The Real World

May 2013 The Psychologist, 26 (5), 321.

We are late writing this month's column. We were going to write on... but no matter.  It is the day after the deadline. Thatcher is dead. Everything else pales by comparison. For, whatever you think of her, who and what else has had such an impact on the real world in which we live today? Indeed the very reason why there are such strong and polarised reactions to Thatcher's death is because all agree that she was so effective.

Not her alone, of course, but the social forces she mobilised and shaped and used to reshape our society (even if she claimed that there is no such thing). 

I (Reicher) recall watching the film Gallipoli in early 1982 and marvelling at the scenes of troopships carrying troops to their doom while ecstatic crowds waved Union Jacks. How could people be so wildly enthusiastic about the prospect of slaughter? It seemed an anachronism, a portrayal of world that no longer existed. But a few weeks later I saw identical scenes on the television news as the Queen Elizabeth and other ships set sail from Southampton for the Falklands.

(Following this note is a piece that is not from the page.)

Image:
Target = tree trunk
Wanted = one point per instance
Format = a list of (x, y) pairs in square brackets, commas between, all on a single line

It wasn't so much that Thatcher spoke for the nation as she assembled the task force. It was more that she created a sense of nationhood from which she could then speak. Thatcher made the Falklands an emblem of Britishness (having downgraded their citizenship status in the previous year's Nationality Act). She transformed their cause into our cause, the yardstick against which our status and moral worth would be measured. By nationalising the issue she engaged a national congregation and created nationalist passions — which she subsequently redirected from the Argentinian enemy without to the enemy within during the 1984-5 miners strike.

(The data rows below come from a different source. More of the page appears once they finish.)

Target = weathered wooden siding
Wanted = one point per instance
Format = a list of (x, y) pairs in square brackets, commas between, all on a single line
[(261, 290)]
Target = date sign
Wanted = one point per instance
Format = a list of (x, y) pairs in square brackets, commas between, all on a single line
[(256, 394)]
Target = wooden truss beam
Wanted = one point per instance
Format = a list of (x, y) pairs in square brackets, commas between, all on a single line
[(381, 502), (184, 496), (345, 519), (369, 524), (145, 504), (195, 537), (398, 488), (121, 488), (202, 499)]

In her days of pomp, Thatcher well understood that her power came from her ability to define a sense of us and to represent that sense of us. It was a function of the relationship that this forged between her and the people.  But over time, her very success led that sense to atrophy.  On the day of Thatcher's death, April 8th, Geoffrey Howe commented in the Evening Standard on: "the recklessness with which, towards the end, she sought to impose upon others the sovereignty of her own opinions".

Here, he captures precisely what we have called 'the leader trap'. This refers to the process whereby leaders whose success comes from harnessing the power of their group gradually become seduced into thinking that their achievements derive from themselves alone. They stop attending to their constituency, and thereby lose their connection — and hence their capacity to influence — those who are the source of their power. 

In Thatcher’s case this meant that the housewife gave way to hubris. She forgot that sovereignty comes through people and that you can only rule over people for so long. 

But in politics and elsewhere, she is far from the only leader to fall by forgetting this cardinal rule of leadership.  It just that in her case the fall, when it came, was from an exceptional height.